Manhattan’s answer to Brooklyn Bridge Park is Hudson River Park, on the West Side. The West Side had two great esplanades – that built by Moses in Riverside Park, and Battery Park City’s, begun in the 1980s. I know that Battery Park City has its detractors (I’m not one of them), yet do I remember how everyone was thrilled by that first stretch of its esplanade, south from the World Financial Center Plaza to South Cove Park, when it opened in the 1980s. Soon thereafter, the waterfront parks of Battery Park City were extended to the south, as Wagner Park, and to the north, as Rockefeller Park. Rockefeller Park shall continue northward into Hudson River Park. The idea is that, eventually, Hudson River Park will extend all the way to Riverside Park.
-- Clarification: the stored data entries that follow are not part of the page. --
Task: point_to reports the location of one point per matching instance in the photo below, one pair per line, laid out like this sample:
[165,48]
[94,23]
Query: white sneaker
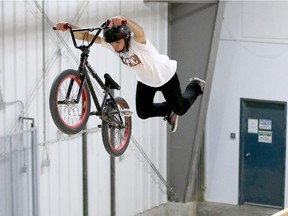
[199,82]
[173,121]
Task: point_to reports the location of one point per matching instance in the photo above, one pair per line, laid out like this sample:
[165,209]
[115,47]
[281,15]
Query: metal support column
[85,173]
[199,138]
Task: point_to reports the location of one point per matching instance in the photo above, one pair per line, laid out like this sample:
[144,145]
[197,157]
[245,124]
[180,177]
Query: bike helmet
[116,33]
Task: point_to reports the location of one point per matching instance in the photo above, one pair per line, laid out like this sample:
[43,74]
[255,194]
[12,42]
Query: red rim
[126,132]
[66,108]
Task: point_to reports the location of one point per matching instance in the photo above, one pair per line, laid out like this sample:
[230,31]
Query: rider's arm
[80,35]
[139,34]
The recently completed Greenwich Village part of Hudson River Park is proving a smashing success as the first part of Hudson River Park to emerge from a provisional to a final form. Three newly built piers jut impressively outward at Christopher Street, Perry Street, and Horatio Street, perpendicular to a continuous landscaped esplanade fronting a lawn that rolls back from the riverfront.


In the 1970s, the urbanist William H. Whyte made influential studies of what attracts people to – and repels them from – public spaces. We see his recommendations embodied in the redesigned Bryant Park, in such features as handsome landscaping that clearly demarcates the space yet doesn’t divorce it from its surrounding streets; provision of kempt restrooms and places to get something to eat or drink; movable, as opposed to fixed, seating; and lawn. Such places succeed, Whyte said, because in cities, people are attracted to other people.
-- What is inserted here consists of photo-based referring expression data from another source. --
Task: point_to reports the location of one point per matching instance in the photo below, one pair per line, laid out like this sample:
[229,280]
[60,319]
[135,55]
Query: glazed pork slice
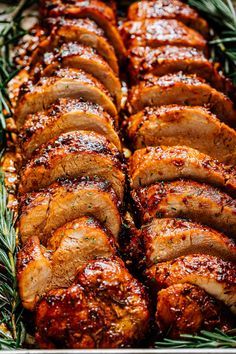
[74,154]
[169,238]
[43,212]
[195,127]
[181,89]
[83,31]
[154,33]
[188,199]
[66,83]
[168,9]
[188,309]
[66,115]
[171,59]
[79,56]
[104,308]
[164,163]
[95,10]
[71,247]
[212,274]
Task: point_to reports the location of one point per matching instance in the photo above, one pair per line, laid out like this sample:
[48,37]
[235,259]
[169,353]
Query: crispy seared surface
[43,212]
[95,10]
[74,154]
[66,115]
[182,125]
[84,31]
[171,59]
[169,238]
[164,163]
[181,89]
[168,9]
[70,248]
[154,33]
[66,83]
[188,199]
[212,274]
[100,314]
[79,56]
[185,308]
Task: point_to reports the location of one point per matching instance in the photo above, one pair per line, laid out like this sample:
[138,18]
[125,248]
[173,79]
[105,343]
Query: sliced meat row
[182,175]
[72,182]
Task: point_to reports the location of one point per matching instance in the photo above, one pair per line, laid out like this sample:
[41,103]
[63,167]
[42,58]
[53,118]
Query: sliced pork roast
[195,127]
[177,304]
[70,248]
[43,212]
[188,199]
[164,163]
[171,59]
[65,83]
[181,89]
[83,31]
[66,115]
[74,154]
[95,10]
[79,56]
[169,238]
[104,308]
[168,9]
[154,33]
[212,274]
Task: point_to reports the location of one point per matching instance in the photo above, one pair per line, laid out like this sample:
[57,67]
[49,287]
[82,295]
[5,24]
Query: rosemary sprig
[11,328]
[205,339]
[222,17]
[10,32]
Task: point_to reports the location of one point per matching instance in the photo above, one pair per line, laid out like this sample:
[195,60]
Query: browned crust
[75,114]
[181,89]
[84,31]
[73,155]
[90,194]
[155,33]
[188,199]
[171,59]
[177,304]
[96,10]
[163,163]
[168,9]
[71,83]
[92,316]
[168,238]
[172,125]
[79,56]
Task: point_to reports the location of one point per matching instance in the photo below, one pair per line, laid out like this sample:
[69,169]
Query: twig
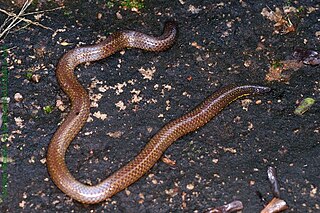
[15,19]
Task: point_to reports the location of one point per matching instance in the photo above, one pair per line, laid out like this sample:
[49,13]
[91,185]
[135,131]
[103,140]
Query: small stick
[272,175]
[228,208]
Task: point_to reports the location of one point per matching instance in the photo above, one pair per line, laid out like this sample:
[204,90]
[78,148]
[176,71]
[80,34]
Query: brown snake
[80,109]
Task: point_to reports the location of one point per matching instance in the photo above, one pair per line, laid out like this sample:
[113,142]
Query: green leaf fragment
[48,109]
[304,106]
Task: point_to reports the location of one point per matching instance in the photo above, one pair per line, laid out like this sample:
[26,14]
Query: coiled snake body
[80,106]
The Village piers embody many of the Whyte precepts. I would list the features of a successful waterfront space as involving not merely an outlook upon the water but as intimate a relation to the water as possible; provision of shade; lawns suited to sunbathing; gustatory and rest-room amenities; interesting or beautiful design elements; views out across the water and even inland; and proximity to interesting or beautiful neighborhoods. All such features may help to draw people: people who may wish solitary watery contemplation; people who may wish to watch other people; groups enjoying a picnic; trysting couples; families with frolicking toddlers – all in equal measure, accommodated in equal comfort.


And long piers are always nice. Christopher Street’s juts 800 feet (longer than the Woolworth Building is tall), and from its end it’s hard to imagine more magnificent Hudson vistas from Manhattan. The pier also has a central strip of lawn, sun tents, and movable chairs.


In the summertime, cities may come alive when such spaces beckon. And at long last, such spaces have become, as they shall increasingly become, a civilizing feature of the New York scene.